Python Forum
how to read a text file as bytes - Printable Version

+- Python Forum (https://python-forum.io)
+-- Forum: Python Coding (https://python-forum.io/forum-7.html)
+--- Forum: General Coding Help (https://python-forum.io/forum-8.html)
+--- Thread: how to read a text file as bytes (/thread-10630.html)



how to read a text file as bytes - Skaperen - May-29-2018

i want to read a file as a list of byte types, one for each line where '\n' or '\r' or '\r\n' or even the unlikely '\n\r' are marking end of line. the file might be so large that two copies of it in memory can exhaust memory so i need a way that is not "read in the whole file and do a big split". there are UTF-8 byte sequences with non-ASCII values in some of the files. i am using Python3. what is a good Pythonic way to no this? can the os module be avoided?

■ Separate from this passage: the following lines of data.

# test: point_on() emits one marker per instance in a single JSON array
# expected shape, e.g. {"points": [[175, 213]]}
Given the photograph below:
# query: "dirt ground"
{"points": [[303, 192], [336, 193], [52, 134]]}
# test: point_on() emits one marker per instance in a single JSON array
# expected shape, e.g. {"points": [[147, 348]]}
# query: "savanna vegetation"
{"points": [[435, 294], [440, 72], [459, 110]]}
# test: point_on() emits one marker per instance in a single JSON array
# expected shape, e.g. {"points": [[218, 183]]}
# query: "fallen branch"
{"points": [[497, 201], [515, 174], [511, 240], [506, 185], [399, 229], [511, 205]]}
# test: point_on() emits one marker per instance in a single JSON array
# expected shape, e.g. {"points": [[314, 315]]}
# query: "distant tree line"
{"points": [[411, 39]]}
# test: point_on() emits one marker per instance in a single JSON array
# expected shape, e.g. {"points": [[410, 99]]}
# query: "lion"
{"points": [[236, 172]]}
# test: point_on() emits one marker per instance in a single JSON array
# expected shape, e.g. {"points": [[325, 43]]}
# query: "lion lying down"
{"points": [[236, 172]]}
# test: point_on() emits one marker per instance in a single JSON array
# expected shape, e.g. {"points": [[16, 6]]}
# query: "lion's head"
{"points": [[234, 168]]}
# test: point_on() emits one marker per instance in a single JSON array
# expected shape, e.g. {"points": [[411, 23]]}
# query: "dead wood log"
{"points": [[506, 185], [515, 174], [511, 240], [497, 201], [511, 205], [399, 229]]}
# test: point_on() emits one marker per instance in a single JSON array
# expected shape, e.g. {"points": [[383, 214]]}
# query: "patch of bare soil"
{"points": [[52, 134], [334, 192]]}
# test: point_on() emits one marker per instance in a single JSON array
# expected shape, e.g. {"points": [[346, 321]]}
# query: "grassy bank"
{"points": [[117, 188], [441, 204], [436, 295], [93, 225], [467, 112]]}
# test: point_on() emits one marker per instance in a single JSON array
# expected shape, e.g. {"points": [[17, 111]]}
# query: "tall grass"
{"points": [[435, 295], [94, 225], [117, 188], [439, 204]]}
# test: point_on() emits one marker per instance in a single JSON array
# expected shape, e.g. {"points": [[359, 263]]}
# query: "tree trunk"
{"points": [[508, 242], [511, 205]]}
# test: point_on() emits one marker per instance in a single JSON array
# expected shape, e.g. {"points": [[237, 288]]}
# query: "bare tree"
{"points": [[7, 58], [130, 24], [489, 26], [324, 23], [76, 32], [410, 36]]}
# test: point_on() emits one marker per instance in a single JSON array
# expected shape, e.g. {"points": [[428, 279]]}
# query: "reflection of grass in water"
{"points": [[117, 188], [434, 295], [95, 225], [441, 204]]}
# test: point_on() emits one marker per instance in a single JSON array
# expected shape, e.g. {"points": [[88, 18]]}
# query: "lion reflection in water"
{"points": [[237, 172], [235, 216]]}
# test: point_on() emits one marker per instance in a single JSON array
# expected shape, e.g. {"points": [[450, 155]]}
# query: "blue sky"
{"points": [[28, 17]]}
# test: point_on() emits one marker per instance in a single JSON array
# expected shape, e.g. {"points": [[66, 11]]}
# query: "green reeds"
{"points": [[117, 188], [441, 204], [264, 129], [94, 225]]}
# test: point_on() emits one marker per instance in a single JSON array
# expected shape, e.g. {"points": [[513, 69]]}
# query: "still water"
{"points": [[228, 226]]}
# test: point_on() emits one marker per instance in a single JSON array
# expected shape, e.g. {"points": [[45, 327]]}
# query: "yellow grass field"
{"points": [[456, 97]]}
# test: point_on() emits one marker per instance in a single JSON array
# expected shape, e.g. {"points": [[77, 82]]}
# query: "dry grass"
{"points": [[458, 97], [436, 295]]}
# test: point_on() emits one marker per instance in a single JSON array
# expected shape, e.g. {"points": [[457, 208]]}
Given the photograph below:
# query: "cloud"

RE: how to read a text file as bytes - killerrex - May-29-2018

The "per line" operator works with binary files using '\n' as separator, so you can do something like:
with open('input.bin', 'rb') as fd:
    for line in fd:
        for sub_line in line.split(b'\r'):
            # Take into account any single '\r'
            if not sub_line:
                # If you want to deal also with zero length groups, thsi must be improved...
                continue
            # Do something with the lines
            pass
If you can guarantee in the input format that splitting by '\n' is safe is a good way.
Other option is to use a memory map.